Une étude de l’Observatoire français des drogues et des toxicomanies (OFDT) dresse le lourd bilan humain et financier des addictions aux drogues. Des addictions que les acteurs du monde de la complémentaire santé, à leur niveau, ont dans leur ligne de mire.

250 milliards d’euros par an. C’est le très lourd coût « social » des différentes drogues (tabac, alcool et drogues illicites) en France, détaille une étude de l’Observatoire français des drogues et des toxicomanies (OFDT) diligentée par la Direction générale de la santé, dont la synthèse a été publiée ce vendredi.

 

Dans le détail (à lire ici), cette étude réalisée par l’économiste Pierre Kopp détaille ce mirobolant montant, distinguant le « coût externe » et le poids de ces drogues sur les finances publiques.

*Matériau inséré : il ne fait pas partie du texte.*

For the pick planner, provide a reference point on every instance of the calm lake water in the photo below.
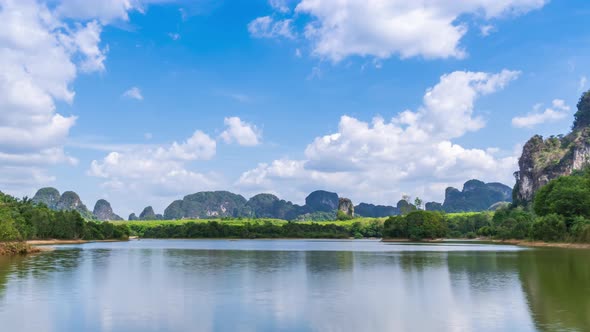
(295, 285)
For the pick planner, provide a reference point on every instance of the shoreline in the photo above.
(521, 243)
(541, 244)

Ce coût « externe » regroupe à la fois les différentes externalités, que ce soient les coûts touchant directement les acteurs (les externalités intra-personnelles, regroupant la valeur des vies humaines perdues ou amputées, l’emprisonnement…) et ceux touchant des acteurs extérieurs (perte de production des entreprises).

 

Ces montants, difficilement quantifiables, sont soumis à différentes estimations au fil des années. Une précédente étude de l'OFDT (également signée Pierre Kopp avec Philippe Fenoglio) datée de 2000 notait un coût social total de 218 milliards de francs, soit 33 milliards d'euros : ce montait grimpait à 87 milliards d'euros en 2005 d'une étude actualisée par les mêmes auteurs.

 

>> A LIRE. Arrêt du tabac : ce que prévoient les complémentaires santé

 

Ce coût « externe » représente ainsi la majorité de la facture globale, mais le coût de ces addictions au sein des finances publiques s’élève tout de même à 21,3 milliards d’euros par an pour l’année 2010 ici prise pour référence, soit plus d’un point de PIB et près du tiers du déficit budgétaire français !

 

A leur niveau, les différents acteurs du monde de la complémentaire santé tentent de lutter contre cette gabegie humaine et financière.

 

La Sécurité sociale facilite l’hospitalisation des personnes souffrant fortement de ces vices : elle finance ainsi, par exemple, 225 centres de soins d’accompagnement et de prévention en addictologie (CSAPA). Il existe également de nombreux centres de postcure (CSSR) publics, sans oublier les médecins alcoologues. Elle permet également la prise en charge de certains traitements de lutte contre l’addiction à l’alcool, ainsi que de certains suppléments nicotiniques à hauteur de 50 euros par an (et, à terme, de la cigarette électronique ?).

 

>> A LIRE. Sevrage alcoolique : comment lutter contre l'addiction à l'alcool

 

Les complémentaires santé viennent s’ajouter à ce dispositif, en plus de la prise en charge intégrale du ticket modérateur et du forfait hospitalier journalier : elles peuvent ainsi permettre de prendre en charge des consultations de médecine douce et des consultations de médecins spécialistes comme les tabacologues. Des acteurs comme AXA matérialisent également cette démarche de prévention par des dispositifs spéciaux, comme sur la lutte contre les maladies cardio-vasculaires.

 

Les branches professionnelles, enfin, ne sont pas absentes de cette démarche : prenons ici l’exemple de la branche des vins, cidres et autres spiritueux (IDCC 493) qui, dans son accord du 1er avril 2015 sur le régime de frais de santé à haut degré de solidarité, inclut un forfait de sevrage alcoolique dans les missions de son fonds d’action sociale.